What 1M sessions/day looks like

The system runs on E2B's infrastructure with our custom hs-claude-code template: Node.js 24, Python 3, Claude Code CLI, ripgrep, 2 CPU cores, 2GB RAM per sandbox. Each session gets fresh compute. Nothing is shared between sessions or between tenants.

At current volume:

Metric Value
Daily sessions ~1M
Avg session duration (Claude Code) 2m 10s
Avg session duration (Cerebras) 48s
Output success rate 97.3%
Temporal reasoning error rate 1.8%
Join failure rate ~4%
Peak concurrent sandboxes ~2,400
Avg datasets per session 4.2
Avg turns used (of 30) 8.3

The 8.3 average turns number is what we're proudest of. It means the pre-computation and prompt engineering work actually landed. Agents go straight to analysis, compute what they need, save the result, and stop. The median is 6 turns. The distribution has a long tail from multi-dataset analysis that requires iterative exploration, but even those rarely exceed 20.

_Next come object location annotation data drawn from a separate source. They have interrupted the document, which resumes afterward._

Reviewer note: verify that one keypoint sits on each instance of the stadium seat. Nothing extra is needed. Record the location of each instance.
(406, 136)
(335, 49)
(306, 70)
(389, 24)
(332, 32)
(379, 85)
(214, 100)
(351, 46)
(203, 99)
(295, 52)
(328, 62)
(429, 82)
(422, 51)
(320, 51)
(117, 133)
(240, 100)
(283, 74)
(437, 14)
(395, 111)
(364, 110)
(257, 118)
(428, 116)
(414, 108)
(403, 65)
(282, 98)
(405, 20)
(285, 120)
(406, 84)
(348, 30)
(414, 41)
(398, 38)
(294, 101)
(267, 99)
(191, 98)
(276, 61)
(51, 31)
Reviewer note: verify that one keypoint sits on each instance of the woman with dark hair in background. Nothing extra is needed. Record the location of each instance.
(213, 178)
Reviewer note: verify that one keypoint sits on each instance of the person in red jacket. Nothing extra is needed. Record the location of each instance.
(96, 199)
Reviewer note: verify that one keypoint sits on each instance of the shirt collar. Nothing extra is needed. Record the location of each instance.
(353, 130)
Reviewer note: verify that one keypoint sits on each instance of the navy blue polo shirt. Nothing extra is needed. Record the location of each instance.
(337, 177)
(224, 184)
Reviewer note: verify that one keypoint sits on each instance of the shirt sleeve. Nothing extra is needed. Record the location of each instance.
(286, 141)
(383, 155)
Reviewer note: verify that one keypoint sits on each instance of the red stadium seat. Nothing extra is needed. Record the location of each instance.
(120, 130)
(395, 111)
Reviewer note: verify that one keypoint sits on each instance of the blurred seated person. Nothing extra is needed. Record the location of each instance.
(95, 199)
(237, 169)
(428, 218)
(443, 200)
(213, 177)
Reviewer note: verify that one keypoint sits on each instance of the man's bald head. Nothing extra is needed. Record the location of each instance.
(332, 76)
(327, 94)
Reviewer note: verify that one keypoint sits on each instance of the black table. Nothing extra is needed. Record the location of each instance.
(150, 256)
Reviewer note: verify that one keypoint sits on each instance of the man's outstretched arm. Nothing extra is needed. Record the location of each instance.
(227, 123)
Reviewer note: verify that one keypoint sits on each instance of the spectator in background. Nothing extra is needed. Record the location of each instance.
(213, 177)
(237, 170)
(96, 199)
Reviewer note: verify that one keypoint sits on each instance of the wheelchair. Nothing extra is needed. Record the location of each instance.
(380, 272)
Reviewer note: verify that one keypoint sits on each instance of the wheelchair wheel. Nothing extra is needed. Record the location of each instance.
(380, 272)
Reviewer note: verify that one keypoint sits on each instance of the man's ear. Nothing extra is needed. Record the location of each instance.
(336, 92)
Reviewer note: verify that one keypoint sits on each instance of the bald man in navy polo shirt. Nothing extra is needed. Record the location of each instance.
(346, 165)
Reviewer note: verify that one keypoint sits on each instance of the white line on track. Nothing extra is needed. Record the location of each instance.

The architecture we ended up with

Every piece of this system exists because something broke in production:

  • E2B disposable sandboxes exist because agents can't be trusted with persistent compute.
  • Pre-computed dataset structure exists because agents waste turns exploring what they already know.
  • Turn budget injections exist because agents don't know when to stop.
  • Temporal anchoring rules exist because LLMs can't reason about relative dates.
  • Gateway API with scoped session tokens exists because agents will try to call services they shouldn't, print credentials they find, and escalate their own access if you let them.
  • Two runtime variants exist because one model can't be the best at both reasoning and crunching.
  • Output truncation at 4,000 chars exists because one agent's stdout inflated the context window to 400K tokens.

None of these were in the original design. Every one was a production incident that became a feature. That's probably the most honest thing we can say about building coding agent infrastructure at scale: the architecture is a fossil record of failures.